Friday, April 6, 2012

Practical Malware Analysis - A Review

Off and on over the last few weeks I've been reading Michael Sikorski & Andrew Honig's latest book "Practical Malware Analysis".

As you'd expect given the title, the book covers the art of malware reverse engineering and analysis from a malware investigators perspective - providing extensive coverage of the techniques that need to be mastered by folks that intend to make a career of such technical work. The tome of some 766 pages can be thought of more as a text book (complete with practical labs) rather than a reference book that many other similarly themed practical malware analysis books take.

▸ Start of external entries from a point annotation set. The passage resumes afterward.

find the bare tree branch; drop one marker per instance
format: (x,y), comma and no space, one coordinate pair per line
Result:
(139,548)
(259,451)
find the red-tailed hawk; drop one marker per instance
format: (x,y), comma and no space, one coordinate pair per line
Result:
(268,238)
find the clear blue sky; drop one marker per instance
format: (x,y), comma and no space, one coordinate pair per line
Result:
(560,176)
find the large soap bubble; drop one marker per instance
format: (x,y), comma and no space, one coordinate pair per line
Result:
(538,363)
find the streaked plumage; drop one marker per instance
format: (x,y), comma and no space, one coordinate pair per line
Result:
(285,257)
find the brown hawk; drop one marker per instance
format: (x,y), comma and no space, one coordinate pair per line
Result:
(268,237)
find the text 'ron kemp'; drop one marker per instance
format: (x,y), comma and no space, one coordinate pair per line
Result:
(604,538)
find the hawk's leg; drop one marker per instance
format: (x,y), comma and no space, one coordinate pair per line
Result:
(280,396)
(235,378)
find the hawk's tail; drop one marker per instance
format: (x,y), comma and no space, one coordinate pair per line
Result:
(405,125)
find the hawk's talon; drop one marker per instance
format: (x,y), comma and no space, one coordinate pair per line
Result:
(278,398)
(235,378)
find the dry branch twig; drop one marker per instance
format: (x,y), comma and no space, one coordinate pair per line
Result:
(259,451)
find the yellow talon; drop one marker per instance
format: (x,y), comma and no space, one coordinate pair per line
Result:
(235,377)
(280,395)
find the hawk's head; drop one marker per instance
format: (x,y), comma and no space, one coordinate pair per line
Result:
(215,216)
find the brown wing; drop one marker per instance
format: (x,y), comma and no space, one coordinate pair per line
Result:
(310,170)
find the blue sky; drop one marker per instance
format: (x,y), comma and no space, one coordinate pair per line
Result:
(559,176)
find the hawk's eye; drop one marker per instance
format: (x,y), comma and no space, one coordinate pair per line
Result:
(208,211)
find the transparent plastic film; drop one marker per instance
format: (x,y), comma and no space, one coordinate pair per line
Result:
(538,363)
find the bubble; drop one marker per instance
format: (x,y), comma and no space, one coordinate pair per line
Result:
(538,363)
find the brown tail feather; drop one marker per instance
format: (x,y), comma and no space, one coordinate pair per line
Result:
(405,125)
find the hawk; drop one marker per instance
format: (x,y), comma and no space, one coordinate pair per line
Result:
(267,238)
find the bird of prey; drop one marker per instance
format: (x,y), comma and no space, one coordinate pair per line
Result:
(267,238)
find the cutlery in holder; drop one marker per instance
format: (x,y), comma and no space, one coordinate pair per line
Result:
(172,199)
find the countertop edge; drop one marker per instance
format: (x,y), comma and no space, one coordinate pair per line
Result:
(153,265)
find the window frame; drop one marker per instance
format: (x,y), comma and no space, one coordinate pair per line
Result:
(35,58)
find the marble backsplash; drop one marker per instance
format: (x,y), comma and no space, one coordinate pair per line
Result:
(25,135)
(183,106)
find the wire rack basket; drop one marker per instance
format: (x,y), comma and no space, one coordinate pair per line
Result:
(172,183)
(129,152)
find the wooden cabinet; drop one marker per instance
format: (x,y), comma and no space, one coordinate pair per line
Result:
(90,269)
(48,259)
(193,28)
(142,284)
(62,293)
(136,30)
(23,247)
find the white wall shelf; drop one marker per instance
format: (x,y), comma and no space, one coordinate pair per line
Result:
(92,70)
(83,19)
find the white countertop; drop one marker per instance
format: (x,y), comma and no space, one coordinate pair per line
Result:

A question I have when reading books such as this is "who's going to benefit from the book?". My first impression is that this book, while covering the spectrum of analysis techniques for an increasingly diverse array of threats, is probably most applicable to those folks just starting out in their IT security careers and are still exploring what they want to grow up. I think this book would be an ideal text for a 200-level computer science course at college or university - and the included labs would sufficiently reinforce the learned material. It's likely that folks who have some working familiarity with the malware threat and have tinkered with incident response or basic malware forensics could use the book as a concise reference for malware analysis, but would end up quickly moving on to more specialized/focused books that target specific classes of threat (e.g. rootkits, packers, etc.).

Having employed and managed many malware analysts in the past for organizations such as X-Force, IBM and Damballa, my expectation is that the corpus of knowledge contained within Practical Malware Analysis would represent the first year of their career - as in by mastering the content contained in this book, the reader would likely be equivalent to a junior analyst that had learned the basic "on the job" stuff at a typical anti-virus company (identify relevant features of the malware under study and develop signatures and clean-up scripts). Anyone beyond that level will need more specific books and material.

I like the fact that there's broad spectrum of material covered in the book and that there's labs to reinforce the concepts. That said, I'd have preferred that the authors dove a little deeper in to some of the automated techniques for handling armored malware at the sacrifice of the helicopter chapters on shellcode analysis and IDA Pro.